Der Flur war still. Nur das Echo der Schritte der Schüler hallte von den Wänden, wenn sie stehen blieben. Nora hielt immer noch Elinas Hand, bemühte sich, selbstbewusst zu wirken, doch ihre Finger zitterten leicht.
— „Warum starrst du so? Glaubst du, du bist besser als wir?“
Elina blickte ruhig zurück, sagte kein Wort. Keine Angst, keine Wut – nur eine kühle Gelassenheit, die Noras Nackenhaare aufstellte.
Ein Luftzug fuhr durch den Flur, ließ die Ecken der Plakate an den Wänden flattern. Neugierige Blicke schlüpften durch geöffnete Türen. Eine von Noras Freundinnen flüsterte:
— „Lass sie, Nora… Irgendwas stimmt nicht mit diesem Mädchen…“
Doch Nora wollte nicht nachgeben.
— „Merke dir eins: Wer hier das Sagen hat, das entscheide ich!“
Elina zog ihre Hand elegant, aber bestimmt zurück.
— „Niemand hat dich gewählt, um zu führen.“
Ihre Stimme war ruhig, klar, sachlich — ein Fakt. Zum ersten Mal spürte Nora die Kontrolle aus ihren Händen gleiten.
— „Pass auf, was du sagst, Mädchen!“
Elina machte einen Schritt nach vorn. Klein, zierlich, doch mit einem Blick, der warnte.
— „Ich habe gesagt: Provokationen interessieren mich nicht.“
Die Stille danach war fast greifbar. Dann flackerten plötzlich die Deckenlichter. Ein leises Brummen durchlief den Flur, ein schwacher Windstoß ließ Papiere von einem Schreibtisch fliegen.
— „Was… was ist das?“ — murmelte eine Schülerin.
Elina schloss kurz die Augen. Die Luft um sie herum wirkte dichter, geladen. Als sie sie wieder öffnete, spiegelte sich ein blasses Licht in ihren Pupillen.

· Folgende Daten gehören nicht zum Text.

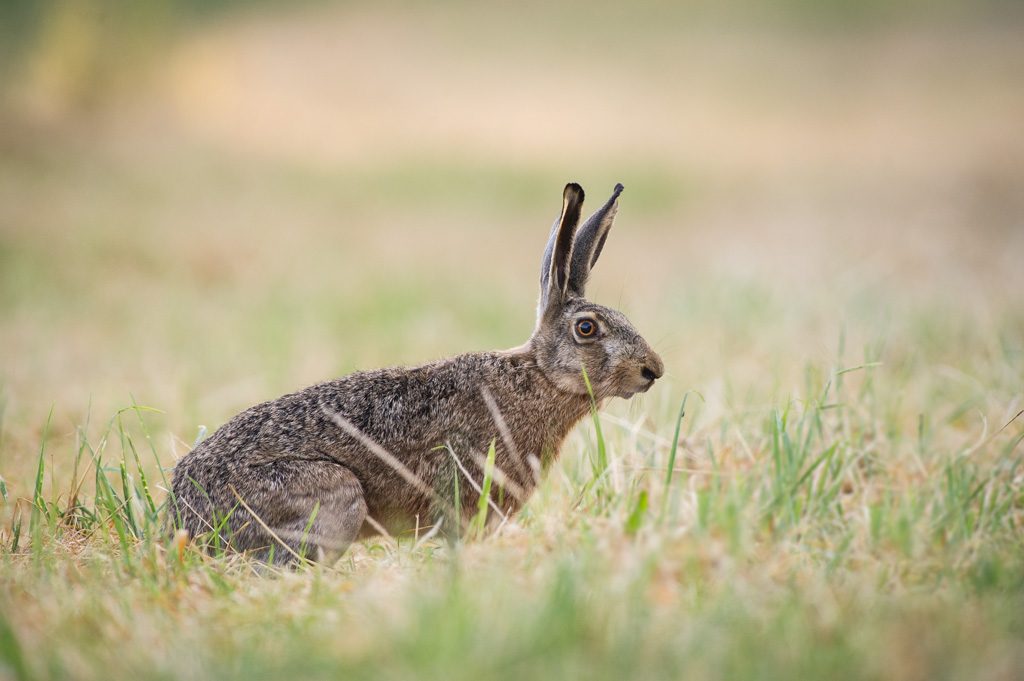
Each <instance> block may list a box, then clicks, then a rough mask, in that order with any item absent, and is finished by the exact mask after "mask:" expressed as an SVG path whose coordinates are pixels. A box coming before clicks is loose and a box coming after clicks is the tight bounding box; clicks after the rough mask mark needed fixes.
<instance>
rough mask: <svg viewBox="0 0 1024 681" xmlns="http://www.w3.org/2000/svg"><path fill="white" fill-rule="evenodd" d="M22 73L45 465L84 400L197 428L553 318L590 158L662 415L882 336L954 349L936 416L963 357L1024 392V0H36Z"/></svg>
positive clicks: (922, 348) (937, 377)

Nora machte einen Schritt zurück.
— „Was… bist du?“
Elina lächelte, aber es war kein Siegslächeln. Es war ein stiller Hinweis.
— „Ich habe dir gesagt, dass du das nicht herausfinden willst.“
Ein Schauder ging durch die Menge. Einige Schüler zückten ihre Handys, doch niemand wagte zu filmen. Die Atmosphäre war elektrisierend.
Dann normalisierte sich das Licht, alles war wieder still. Elina ging an Nora vorbei, warf ihr einen letzten Blick zu:
— „Ich suche keine Konflikte. Aber ich lasse sie auch nicht zu. Merk dir das.“
Und dann verschwand sie. Der Flur war wieder still.
Nora stand wie gelähmt da, unfähig, ein Wort zu sagen. Als sie ihre Stimme endlich zurückgewann, war Elina schon im Klassenzimmer verschwunden.
Ihre Freundinnen sahen sich an, diesmal ohne Lachen.
— „Hast du gesehen, was mit dem Licht passiert ist?“
— „Ja… und wie sie dich angeschaut hat?“
— „Vielleicht… sollten wir sie einfach in Ruhe lassen.“
Zum ersten Mal antwortete Nora nicht. Sie fuhr sich nur durch die Haare und starrte ins Leere, mit einem seltsamen Knoten im Magen.
In den folgenden Tagen wagte niemand mehr, Elina Duval zu verspotten.
Manche sagten, es sei Zufall gewesen. Andere schworen, dass sich die Luft in diesem Moment verändert hatte.
Doch eines war sicher: Von diesem Tag an wagte niemand in der Saint-Laurent-Schule, sie noch einmal herauszufordern.